Morgan Stanley initiated Sunshine Silver Mining at Overweight, positioning it as a silver-trade play — the company is restarting a high-grade Idaho silver mine and plans to build an antimony processing plant and silver refinery for vertical integration.
Citi started bitcoin miner TeraWulf at Buy/High Risk, $36 target, on data-center expansion; Goldman initiated Liftoff Mobile (LFTO) at Buy, $40 target; TD Cowen initiated indirect-tax software maker Vertex (VERX) at Buy, suggesting a buy-the-dip approach.
Who got downgraded, and who got upgraded — and why?
Wells Fargo cut Progressive from Equal Weight to Underweight, arguing the auto insurer faces a tougher growth phase — rate increases are narrowing and every competitor is chasing the same growth.
JPMorgan upgraded energy-infrastructure firm Primoris to Overweight, judging the market overreacted; execution issues should wash out over the next 12 months.
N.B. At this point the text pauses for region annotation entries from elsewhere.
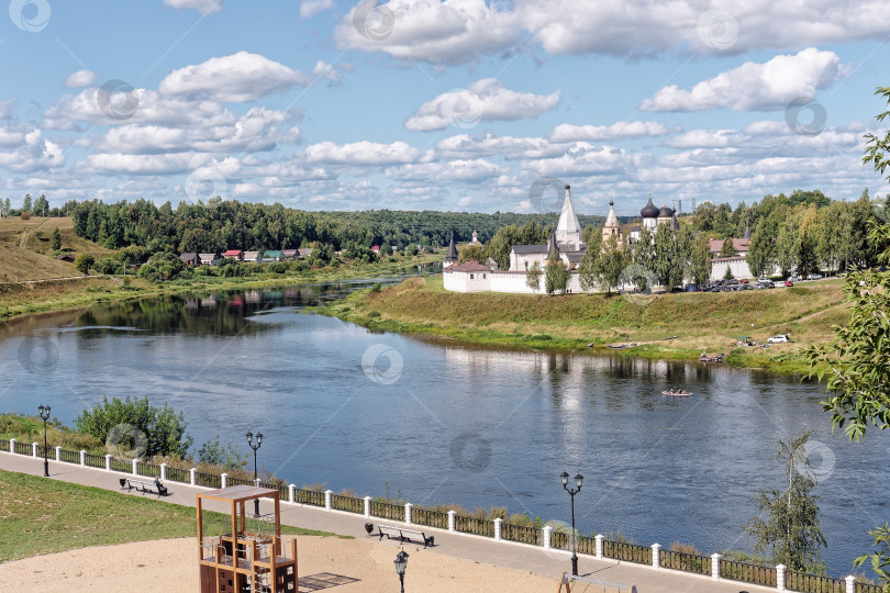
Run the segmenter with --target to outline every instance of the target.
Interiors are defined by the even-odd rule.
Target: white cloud
[[[315,64],[315,67],[312,68],[312,78],[326,78],[331,81],[331,85],[340,85],[343,81],[340,72],[337,72],[332,65],[327,64],[323,59],[320,59],[318,64]]]
[[[121,155],[100,153],[85,161],[88,172],[125,175],[165,175],[187,172],[210,163],[210,155],[171,153],[164,155]]]
[[[309,80],[302,72],[257,54],[238,52],[174,70],[158,85],[162,94],[221,102],[255,101]]]
[[[559,124],[550,134],[552,142],[605,142],[643,136],[664,136],[680,132],[668,128],[661,122],[618,122],[612,125]]]
[[[338,23],[340,47],[452,65],[513,53],[531,40],[550,55],[646,57],[881,41],[890,30],[890,12],[880,0],[863,0],[855,10],[832,0],[514,0],[513,10],[483,0],[392,0],[363,12],[365,4],[358,2]]]
[[[271,150],[282,143],[299,139],[299,130],[289,127],[290,116],[281,111],[251,108],[231,123],[168,127],[129,124],[108,131],[99,148],[124,154],[256,153]]]
[[[489,8],[485,0],[392,0],[363,13],[367,8],[366,2],[358,2],[337,24],[334,41],[341,48],[385,52],[432,64],[461,64],[522,38],[518,15]]]
[[[486,78],[423,103],[404,126],[427,132],[449,125],[471,127],[479,121],[536,118],[559,104],[559,92],[546,96],[516,92],[505,89],[497,78]]]
[[[420,150],[403,142],[378,144],[375,142],[354,142],[352,144],[334,144],[322,142],[308,146],[305,159],[309,163],[336,163],[343,165],[399,165],[411,163],[420,155]]]
[[[201,14],[213,14],[222,10],[222,0],[164,0],[164,3],[175,9],[196,9]]]
[[[565,144],[553,144],[546,138],[496,136],[470,136],[458,134],[436,144],[436,154],[443,158],[471,158],[474,156],[504,155],[512,158],[545,158],[559,156]]]
[[[633,175],[633,156],[620,148],[579,142],[556,158],[526,160],[523,168],[541,176],[570,177],[623,174]]]
[[[190,100],[185,97],[162,97],[156,91],[135,89],[138,104],[131,118],[113,120],[100,107],[98,89],[86,89],[76,96],[63,96],[43,114],[41,127],[78,130],[89,124],[156,124],[168,126],[212,126],[231,124],[235,115],[220,103]]]
[[[77,70],[65,79],[68,88],[91,87],[96,83],[96,72],[90,70]]]
[[[689,49],[699,55],[745,53],[882,40],[890,30],[890,14],[879,0],[864,0],[855,9],[832,0],[516,0],[515,4],[523,26],[553,55],[647,56]]]
[[[447,163],[424,163],[421,165],[402,165],[387,169],[387,177],[394,179],[413,179],[437,183],[442,181],[481,181],[493,179],[503,172],[501,167],[485,159],[452,160]]]
[[[799,97],[815,97],[849,72],[848,65],[833,52],[813,47],[798,54],[776,56],[769,61],[746,61],[737,68],[703,80],[691,90],[676,85],[663,87],[643,101],[641,111],[703,111],[732,108],[734,111],[782,110]]]
[[[300,2],[300,18],[309,19],[334,5],[334,0],[303,0]]]
[[[10,145],[3,141],[15,142]],[[44,138],[43,133],[34,127],[8,134],[5,138],[0,136],[0,146],[10,148],[0,152],[0,167],[11,171],[35,171],[65,164],[62,147]]]

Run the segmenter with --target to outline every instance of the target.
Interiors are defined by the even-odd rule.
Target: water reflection
[[[198,445],[244,447],[297,484],[326,482],[416,503],[504,505],[568,519],[563,471],[585,474],[583,533],[707,552],[749,548],[750,497],[781,484],[778,438],[802,426],[835,455],[819,486],[834,573],[887,521],[886,435],[852,446],[831,435],[819,387],[764,372],[577,353],[505,351],[419,340],[305,306],[370,282],[143,299],[8,328],[3,409],[33,413],[51,396],[65,421],[102,395],[147,395],[182,411]],[[398,353],[368,372],[368,353]],[[24,351],[24,356],[22,355]],[[23,362],[23,360],[26,362]],[[376,372],[379,370],[379,373]],[[394,378],[375,381],[375,377]],[[661,391],[683,385],[691,398]],[[393,433],[392,427],[399,430]]]

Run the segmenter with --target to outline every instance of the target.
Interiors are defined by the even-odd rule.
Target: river
[[[415,504],[507,506],[569,521],[564,470],[585,477],[582,533],[637,544],[750,549],[742,526],[758,489],[781,489],[777,439],[803,427],[820,480],[823,557],[833,575],[890,519],[888,436],[831,434],[824,389],[698,362],[468,347],[379,334],[305,306],[368,281],[168,296],[32,317],[0,329],[0,410],[38,404],[71,424],[108,396],[168,402],[200,444],[260,466]],[[691,398],[667,398],[675,384]]]

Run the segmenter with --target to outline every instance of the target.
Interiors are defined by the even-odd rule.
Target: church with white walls
[[[653,236],[660,225],[668,225],[674,231],[679,228],[676,211],[667,205],[664,205],[660,209],[657,208],[652,202],[652,194],[649,194],[648,203],[643,206],[639,215],[642,220],[641,225],[633,226],[627,236],[624,236],[621,224],[615,216],[614,202],[609,200],[609,215],[607,216],[605,224],[602,228],[603,246],[605,246],[609,240],[614,237],[618,245],[626,247],[627,245],[639,240],[643,228],[648,230]],[[474,244],[481,245],[476,238],[475,231]],[[585,292],[581,289],[578,268],[580,267],[581,258],[583,257],[586,250],[587,245],[582,239],[581,225],[578,222],[578,216],[575,214],[575,206],[571,203],[571,188],[566,186],[566,195],[563,200],[563,210],[559,213],[559,221],[556,224],[556,228],[554,228],[553,233],[550,233],[546,244],[514,245],[510,250],[510,269],[499,270],[497,264],[490,259],[487,264],[480,264],[472,260],[458,264],[457,249],[454,245],[454,238],[452,238],[452,243],[448,246],[448,253],[445,257],[443,281],[445,290],[455,292],[491,291],[543,293],[545,292],[543,272],[546,270],[547,261],[552,256],[555,255],[563,260],[566,268],[570,271],[570,278],[566,291]],[[744,262],[746,254],[747,242],[744,244],[744,253],[739,251],[738,257],[734,258],[734,260],[742,260],[745,269],[747,269],[747,264]],[[719,260],[713,261],[719,264]],[[537,288],[531,288],[529,287],[526,280],[529,278],[529,270],[535,265],[537,265],[538,269],[542,271],[541,281]],[[737,277],[745,277],[742,267],[738,268],[738,271],[742,272],[743,276]],[[598,289],[596,291],[598,291]]]

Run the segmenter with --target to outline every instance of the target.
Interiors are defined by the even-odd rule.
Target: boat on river
[[[692,392],[687,391],[683,388],[671,388],[666,391],[663,391],[661,395],[670,395],[672,398],[688,398],[692,395]]]

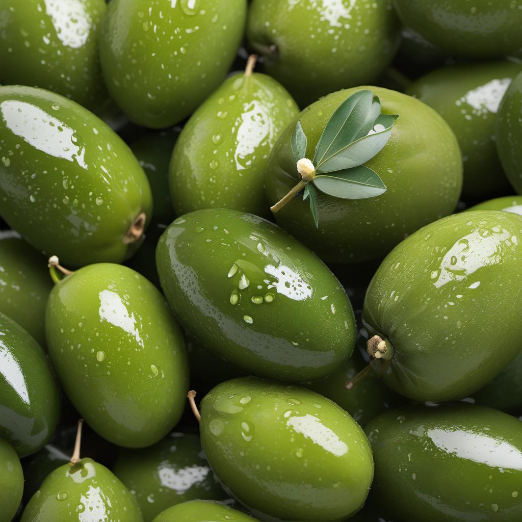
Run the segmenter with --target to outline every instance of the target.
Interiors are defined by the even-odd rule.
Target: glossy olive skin
[[[97,43],[105,7],[103,0],[2,2],[0,81],[46,89],[99,112],[109,97]]]
[[[470,210],[503,210],[522,216],[522,196],[505,196],[483,201],[468,208]]]
[[[298,120],[308,138],[307,157],[326,123],[349,96],[362,88],[378,96],[385,114],[399,118],[384,148],[366,164],[388,187],[377,197],[341,199],[317,191],[319,228],[310,204],[294,198],[275,214],[278,224],[324,261],[357,263],[387,254],[406,234],[452,212],[462,184],[455,135],[433,109],[411,97],[380,87],[339,91],[305,109],[278,140],[266,173],[268,202],[279,201],[299,181],[290,148]]]
[[[520,520],[522,424],[515,418],[462,403],[413,406],[381,414],[365,431],[375,460],[372,496],[390,516]]]
[[[144,522],[176,504],[228,498],[196,434],[171,433],[150,447],[122,450],[113,471],[138,501]]]
[[[1,313],[0,355],[0,437],[24,457],[52,436],[60,417],[60,392],[43,350]]]
[[[394,0],[401,21],[433,45],[467,58],[493,58],[522,48],[518,0]]]
[[[156,262],[183,324],[247,373],[312,381],[351,353],[354,318],[339,281],[261,218],[225,209],[185,214],[161,236]]]
[[[367,441],[344,410],[322,396],[241,377],[218,385],[200,407],[209,463],[255,516],[326,522],[364,502],[373,475]]]
[[[397,50],[400,33],[391,0],[254,0],[247,35],[265,55],[267,74],[305,106],[378,78]]]
[[[450,65],[425,75],[407,91],[434,109],[455,133],[465,200],[512,192],[496,152],[495,122],[506,89],[521,71],[522,63],[509,60]]]
[[[521,238],[517,215],[464,212],[425,227],[384,259],[363,319],[370,336],[388,340],[393,357],[383,378],[392,389],[421,401],[461,399],[518,354]]]
[[[501,102],[496,120],[496,148],[511,184],[522,194],[522,73]]]
[[[229,78],[193,114],[170,164],[178,216],[231,208],[268,217],[265,171],[281,132],[299,114],[284,87],[264,74]]]
[[[23,491],[23,473],[16,452],[0,438],[0,522],[11,522]]]
[[[150,187],[121,138],[87,109],[41,89],[0,87],[0,212],[69,267],[119,263],[151,212]]]
[[[179,135],[178,128],[150,133],[129,145],[150,185],[154,201],[152,226],[169,225],[174,218],[169,192],[169,164]]]
[[[128,490],[90,458],[51,472],[26,506],[21,522],[143,522]]]
[[[153,522],[255,522],[255,520],[227,506],[193,500],[165,509]]]
[[[43,348],[45,305],[52,288],[45,257],[16,234],[0,232],[0,312]]]
[[[223,81],[246,16],[246,0],[111,2],[100,43],[111,96],[138,125],[180,123]]]
[[[141,447],[172,429],[186,396],[186,354],[151,283],[118,265],[85,267],[55,286],[45,320],[62,387],[99,435]]]

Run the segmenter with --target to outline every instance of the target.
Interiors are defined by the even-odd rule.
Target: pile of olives
[[[0,522],[522,520],[522,0],[0,0]]]

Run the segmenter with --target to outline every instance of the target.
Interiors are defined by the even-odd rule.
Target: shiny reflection
[[[89,39],[90,18],[80,0],[45,0],[45,12],[56,36],[67,47],[77,49]]]
[[[511,241],[509,232],[500,227],[479,228],[464,236],[443,258],[434,286],[462,281],[479,268],[501,263]]]
[[[348,452],[348,446],[335,432],[313,415],[307,413],[304,417],[291,417],[287,421],[287,425],[336,457],[342,457]]]
[[[427,434],[439,449],[459,458],[495,468],[522,471],[522,453],[505,441],[462,430],[429,430]]]
[[[102,290],[98,296],[100,298],[98,313],[100,319],[124,330],[132,336],[140,346],[143,347],[143,341],[134,314],[129,312],[121,297],[115,292],[108,290]]]
[[[54,158],[76,161],[82,169],[85,147],[75,144],[74,130],[63,122],[26,102],[7,100],[0,103],[6,126],[31,147]]]
[[[0,374],[28,406],[29,392],[23,372],[18,361],[13,357],[9,348],[0,339]]]
[[[160,468],[158,475],[162,486],[183,495],[195,484],[203,482],[209,472],[208,466],[191,466],[177,471],[171,467]]]

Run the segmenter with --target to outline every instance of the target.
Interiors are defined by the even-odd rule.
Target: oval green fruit
[[[149,180],[154,201],[152,226],[169,225],[174,220],[169,192],[169,164],[180,134],[178,128],[150,133],[133,141],[129,147]]]
[[[111,2],[100,44],[109,92],[138,125],[179,123],[223,81],[246,16],[246,0]]]
[[[496,119],[496,148],[515,191],[522,194],[522,73],[501,102]]]
[[[129,257],[152,201],[117,135],[74,102],[31,87],[0,87],[0,116],[2,217],[70,266]]]
[[[332,114],[363,88],[339,91],[305,109],[287,128],[266,173],[268,202],[280,200],[298,181],[290,139],[300,121],[314,150]],[[462,160],[455,135],[433,109],[410,96],[367,87],[385,114],[399,115],[384,149],[366,164],[388,187],[366,199],[341,199],[318,192],[319,227],[308,201],[296,197],[275,214],[278,224],[323,260],[356,263],[387,254],[405,236],[453,211],[462,185]]]
[[[29,501],[21,522],[143,522],[128,490],[92,459],[52,471]]]
[[[494,58],[522,48],[518,0],[394,0],[402,23],[449,54]]]
[[[354,318],[339,281],[261,218],[225,209],[186,214],[161,236],[156,260],[183,324],[246,373],[314,380],[351,353]]]
[[[495,122],[502,97],[521,71],[522,63],[514,60],[450,65],[420,78],[407,91],[434,109],[457,136],[466,200],[511,192],[496,152]]]
[[[45,346],[45,305],[53,287],[45,259],[16,234],[0,232],[0,312]]]
[[[89,425],[119,446],[150,446],[183,412],[183,335],[163,296],[137,272],[91,265],[53,289],[46,315],[53,366]]]
[[[255,522],[255,519],[216,502],[193,500],[165,509],[153,522]]]
[[[365,431],[371,498],[392,519],[520,520],[522,424],[514,417],[462,403],[413,406],[381,414]]]
[[[362,429],[310,390],[229,381],[201,401],[199,425],[212,470],[258,518],[337,521],[368,494],[373,462]]]
[[[100,112],[108,101],[98,56],[104,0],[5,0],[0,81],[53,91]]]
[[[19,325],[0,313],[0,437],[20,457],[53,436],[60,395],[45,354]]]
[[[496,377],[520,351],[521,266],[522,220],[507,212],[457,214],[405,240],[379,267],[363,313],[386,343],[386,384],[441,402]]]
[[[23,491],[23,473],[16,452],[0,438],[0,522],[11,522]]]
[[[373,81],[397,50],[391,0],[254,0],[247,34],[265,70],[302,106],[343,87]]]
[[[176,504],[228,498],[196,434],[171,433],[150,447],[123,450],[113,471],[138,501],[144,522]]]
[[[268,157],[299,112],[269,76],[247,69],[226,80],[193,114],[176,144],[169,182],[176,213],[231,208],[266,217]]]

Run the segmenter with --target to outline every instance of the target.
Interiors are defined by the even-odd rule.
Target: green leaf
[[[306,201],[306,198],[310,198],[310,210],[314,218],[314,222],[316,228],[319,228],[319,211],[317,208],[317,193],[315,187],[311,183],[307,183],[304,187],[303,193],[303,200]]]
[[[349,144],[366,136],[380,114],[381,102],[371,91],[363,89],[347,98],[326,124],[315,148],[314,164],[320,164]]]
[[[317,164],[317,173],[324,174],[345,170],[366,163],[378,153],[388,143],[392,135],[392,128],[398,117],[395,115],[381,114],[375,120],[373,129],[367,136],[347,145],[343,149]]]
[[[364,165],[317,176],[312,183],[322,192],[343,199],[364,199],[386,191],[379,175]]]
[[[306,139],[304,131],[303,130],[301,122],[297,122],[295,128],[292,133],[290,143],[292,146],[292,153],[296,162],[306,157],[308,140]]]

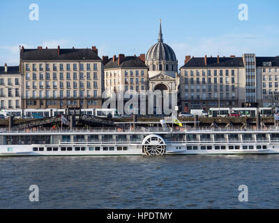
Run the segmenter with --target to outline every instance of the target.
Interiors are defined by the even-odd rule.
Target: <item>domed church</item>
[[[150,90],[178,90],[178,61],[173,49],[163,43],[161,20],[158,43],[147,52],[145,64],[149,68]]]

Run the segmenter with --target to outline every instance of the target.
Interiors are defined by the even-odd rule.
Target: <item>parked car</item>
[[[190,118],[190,117],[193,117],[194,115],[193,114],[189,113],[189,112],[181,112],[179,113],[179,117],[185,117],[185,118]]]
[[[241,116],[239,112],[233,112],[229,114],[229,117],[240,117]]]

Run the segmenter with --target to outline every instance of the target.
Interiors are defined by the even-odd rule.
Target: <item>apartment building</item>
[[[279,56],[256,57],[259,107],[279,106]]]
[[[98,49],[21,48],[22,108],[100,108],[103,66]]]
[[[145,55],[140,56],[119,54],[108,59],[103,57],[105,64],[105,89],[110,92],[120,91],[147,90],[148,68],[145,65]]]
[[[19,66],[0,66],[0,109],[21,108],[21,75]]]
[[[279,105],[279,56],[186,56],[181,110]]]
[[[241,107],[245,102],[245,66],[241,57],[186,56],[180,68],[180,109]]]

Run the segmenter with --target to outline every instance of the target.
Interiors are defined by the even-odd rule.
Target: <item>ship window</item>
[[[252,141],[252,134],[243,134],[242,135],[242,138],[243,141]]]
[[[210,134],[202,134],[200,135],[200,140],[205,141],[211,141],[211,139],[210,137]]]
[[[237,134],[229,134],[229,141],[238,141],[239,135]]]
[[[225,141],[224,134],[214,134],[215,141]]]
In plain terms = the bad news is already in the stock; patience pays.
TD Cowen upgraded Delek US Holdings to Buy on strong refining dynamics, falling interest costs, and business-improvement initiatives. UBS upgraded biopharma company Cytokinetics to Buy, expecting an upcoming earnings update to drive outperformance.
Any signals at the margin?
Citizens initiated Six Flags at Outperform, arguing that despite a slower-than-expected Cedar Fair merger, ongoing integration remains a catalyst for traffic growth and balance-sheet improvement.
Wolfe initiated FrontView REIT (FVR) at Outperform, $23 target, on earnings-growth prospects.
This means → Monday's ratings wave extends well beyond tech — theme parks, REITs, silver mining, insurance all drew fresh calls, a sign that market attention is broadening from the AI-only narrative.
Content is for reference only, not financial advice.